Defects in radial microtubule arrays were observed in the ams mutant

To understand the timing of meiotic aberrations in ams we looked at spindle assembly using immunolocalization of α-tubulin during both early and late stages of meiosis. During early stages around prophase I, wild-type and ams meiocytes had very similar perinuclear microtubule arrangements (Fig. 4A, B); no abnormalities were also observed later during metaphase I with ams also showing normal spindle morphology (Fig. 4C, D). These data suggest that early meiosis is not affected in the ams mutant. However, normal single microspores are not formed in ams, and it is evident that the tetrad stage is unstable with defects observed during cytokinesis (Fig 1F). Meiosis cytokinesis depends on the formation of RMAs through interaction of actin filaments and microtubules with the microtubule organizing centres on the surface of telophase II nuclei (De Storme and Geelen, (2013). During the late tetrad stage, defects in RMAs were analysed using an α-tubulin marker, with disorganization of RMA observed in ams (Fig. 4F). This disorganization was also seen in the AMS upstream mutants, dyt1 and tdf1 (Fig. 4G, H), but not in the downstream ms188 mutant (Fig. 4I).
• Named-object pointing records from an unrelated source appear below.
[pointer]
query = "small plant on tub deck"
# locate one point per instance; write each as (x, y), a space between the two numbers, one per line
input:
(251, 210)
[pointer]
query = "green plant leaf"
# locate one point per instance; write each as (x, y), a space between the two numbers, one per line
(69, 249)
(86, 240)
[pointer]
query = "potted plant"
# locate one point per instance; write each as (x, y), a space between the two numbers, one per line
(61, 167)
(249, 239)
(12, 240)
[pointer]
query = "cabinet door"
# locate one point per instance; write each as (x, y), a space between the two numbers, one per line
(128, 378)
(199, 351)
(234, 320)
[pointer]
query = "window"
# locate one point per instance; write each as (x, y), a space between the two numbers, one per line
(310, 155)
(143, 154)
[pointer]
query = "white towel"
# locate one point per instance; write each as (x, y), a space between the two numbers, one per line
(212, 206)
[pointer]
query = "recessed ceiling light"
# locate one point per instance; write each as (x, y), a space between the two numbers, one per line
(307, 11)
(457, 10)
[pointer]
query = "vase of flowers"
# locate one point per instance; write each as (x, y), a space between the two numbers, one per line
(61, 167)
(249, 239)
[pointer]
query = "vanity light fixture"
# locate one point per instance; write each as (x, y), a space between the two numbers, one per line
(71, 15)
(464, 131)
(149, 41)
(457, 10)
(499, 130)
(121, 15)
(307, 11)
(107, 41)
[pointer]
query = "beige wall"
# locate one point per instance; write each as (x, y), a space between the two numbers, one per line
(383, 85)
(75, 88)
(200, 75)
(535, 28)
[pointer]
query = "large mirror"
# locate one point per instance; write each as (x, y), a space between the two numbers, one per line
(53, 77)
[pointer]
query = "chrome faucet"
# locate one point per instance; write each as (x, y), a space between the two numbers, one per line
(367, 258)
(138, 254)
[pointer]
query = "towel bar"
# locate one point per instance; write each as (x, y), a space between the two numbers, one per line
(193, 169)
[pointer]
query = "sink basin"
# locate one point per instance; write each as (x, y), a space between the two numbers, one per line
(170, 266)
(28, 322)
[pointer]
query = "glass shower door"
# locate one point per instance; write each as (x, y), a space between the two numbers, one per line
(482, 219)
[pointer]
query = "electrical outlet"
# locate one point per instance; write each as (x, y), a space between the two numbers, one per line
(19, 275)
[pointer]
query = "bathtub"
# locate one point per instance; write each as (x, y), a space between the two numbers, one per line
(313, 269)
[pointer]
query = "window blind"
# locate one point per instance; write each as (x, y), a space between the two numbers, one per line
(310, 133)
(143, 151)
Disorganization of RMAs is linked to abnormal nuclei positioning within the tetrad, resulting in the formation of unbalanced tetrads, such as the ‘triad’ distribution of the four nuclei (meiotic restitution), due to disorganization of microtubules forming between the nuclei. This phenotype was observed in the ams, dyt1, and tdf1 mutants, which all fail to express AMS, but not in the later mutant ms188 (Fig. 4), this suggests that functional AMS may play a key role in the control of cytokinesis and RMA organization, which allows normal tetrad formation.

Fig. 4.

Spindle formation morphology in wild-type (WT, Col 0) and male sterile meiocytes. The spindle was detected by immunostaining with anti-α-tubulin antibody (green) and chromosomes were counterstained with DAPI (blue). Tubulin localization is similar in WT Col-0 and ams at prophase I (A, B), with normal spindle morphology during metaphase I in Col-0 (C) and ams (D). Radial microtubule arrays (RMA) however are disorganized in ams (F) compared with WT (E); this is also observed in the upstream male sterile mutants dyt1 (G) and tdf1 (H), but not the downstream mutant ms188 (I). Nucleus positioning within the tetrad is also unbalanced forming a ‘triad’ like shape in dyt1, tdf1, and ams (G–I). Scale bars: 5 μm.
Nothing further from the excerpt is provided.